I've written a remote Python debugger and one of the features I need is to execute arbitrary code while stopped at a breakpoint. My debugger uses the following to execute code received from the remote debugger:
exec (compile(code, '<string>', 'single') , frame.f_globals, frame.f_locals)
This works fine for the most part, but I've noticed a couple issues.
Assignment statements aren't actually applied to the original locals dictionary. This is probably due to the fact that f_locals is supposed to be read-only.
If stopped within a class method, accessing protected attributes (names beginning with double underscore) does not work. I'm assuming this is due to the name mangling that Python performs on protected attributes.
So my question is, is there a way around these limitations?
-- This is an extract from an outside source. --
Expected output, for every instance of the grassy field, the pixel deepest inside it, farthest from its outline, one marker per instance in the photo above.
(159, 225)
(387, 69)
Can I trick Python into thinking that the code is being executed in the actual local scope of that frame?
I'm using CPython 2.7, and I'm willing to accept a solution/hack specific to this version.
Assignment statements aren't actually
applied to the original locals
dictionary. This is probably due to
the fact that f_locals is supposed to
be read-only.
Not exactly, but the bytecode for the function will not look at locals, using rather a simple but crucial optimization whereby local variables are in a simple array, avoiding runtime lookups. The only way to avoid this (and make the function much, much slower) is compiling different code, e.g. code starting with an exec '' to force the compiler to avoid the optimization (in Python 2; no way, in Python 3). If you need to work with existing bytecode, you're out of luck: there is no way to accomplish what you desire.
If stopped within a class method,
accessing protected attributes (names
beginning with double underscore) does
not work. I'm assuming this is due to
the name mangling that Python performs
on protected attributes.
Yep, so this issue does allow a workaround: prepend _Classname to the name to mimic what the compiler does. Note that double-underscore prefixes means private: protected would be a single underscore (and would give you no trouble). Private names are specifically meant to avoid accidental classes with names bound in subclasses (and work decently for that one purpose, though not perfectly, and not for anything else;-).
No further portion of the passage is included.